Thursday, May 24, 2007

Sixth Sense Can Be Taught?

Thanks to new technology, the seemingly uncanny ability of many top athletes to anticipate opponents’ and teammates’ maneuvers might now be taught to average competitors. Often, the best players in a sport aren’t the fittest or strongest, but those with “field vision” - knowledge of where teammates are at all times, where the ball is headed and what opponents plan to do. Such talent has long been assumed to be innate, and impossible to teach, reports Jennifer Kahn in Wired (no link available). But now, a movement in sports training aims to use technology to show ordinary athletes how to think like superstars.

Damian Farrow, a scientist at the Australian Institute of Sport outside Canberra, relies on a host of gadgets to identify how elite athletes operate. One device that tracks where players’ eyes turn during a game showed that the best players continually dart their eyes around the field, while those who make poor passing decisions focus for too long on certain targets.

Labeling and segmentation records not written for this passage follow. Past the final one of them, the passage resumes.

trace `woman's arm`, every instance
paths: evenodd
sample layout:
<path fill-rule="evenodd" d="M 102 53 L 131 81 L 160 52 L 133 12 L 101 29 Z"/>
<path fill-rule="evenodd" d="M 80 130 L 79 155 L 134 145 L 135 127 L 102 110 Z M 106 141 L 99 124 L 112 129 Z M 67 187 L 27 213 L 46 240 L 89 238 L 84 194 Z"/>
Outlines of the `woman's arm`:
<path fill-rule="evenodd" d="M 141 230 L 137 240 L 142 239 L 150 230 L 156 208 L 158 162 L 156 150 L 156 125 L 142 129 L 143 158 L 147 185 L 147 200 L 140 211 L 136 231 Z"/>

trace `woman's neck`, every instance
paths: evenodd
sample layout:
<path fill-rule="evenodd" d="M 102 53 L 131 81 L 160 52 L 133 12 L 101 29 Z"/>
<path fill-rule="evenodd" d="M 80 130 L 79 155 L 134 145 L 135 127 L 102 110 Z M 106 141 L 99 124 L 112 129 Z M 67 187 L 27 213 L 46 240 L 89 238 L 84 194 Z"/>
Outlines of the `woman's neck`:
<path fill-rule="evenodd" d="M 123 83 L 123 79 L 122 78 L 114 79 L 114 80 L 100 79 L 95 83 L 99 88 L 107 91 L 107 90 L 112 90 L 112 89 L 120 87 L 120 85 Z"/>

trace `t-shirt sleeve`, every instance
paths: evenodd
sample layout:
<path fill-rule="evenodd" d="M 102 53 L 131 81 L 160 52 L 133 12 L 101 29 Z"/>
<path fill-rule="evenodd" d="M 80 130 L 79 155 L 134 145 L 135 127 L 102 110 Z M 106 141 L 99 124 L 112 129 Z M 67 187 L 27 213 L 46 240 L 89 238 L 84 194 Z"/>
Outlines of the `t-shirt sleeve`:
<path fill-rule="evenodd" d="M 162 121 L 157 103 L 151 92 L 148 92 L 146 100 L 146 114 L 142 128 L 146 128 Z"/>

By tracking vision in another way, he found that top tennis players unconsciously read their opponents’ body language a third of a second before the ball is hit to predict where a serve is headed. Mr. Farrow says not all of the new approaches being used in professional and amateur sports are effective. In particular, he is dismissive of an approach used by some Major League Baseball teams in which players are instructed to increase the speed of their responses to a computer game to improve their field vision. Elite and average athletes perform equally well on the test, he says, so whatever skill it develops probably isn’t useful in baseball.

Mr. Farrow also criticizes the emphasis on many elite youth sports academies place on structured drills. Unstructured play can be the best way for young players to develop perceptual skill that will pay off down the road, he says. “What do we do instead? We put children in regimented … programs, where their perceptual abilities are corralled and limited.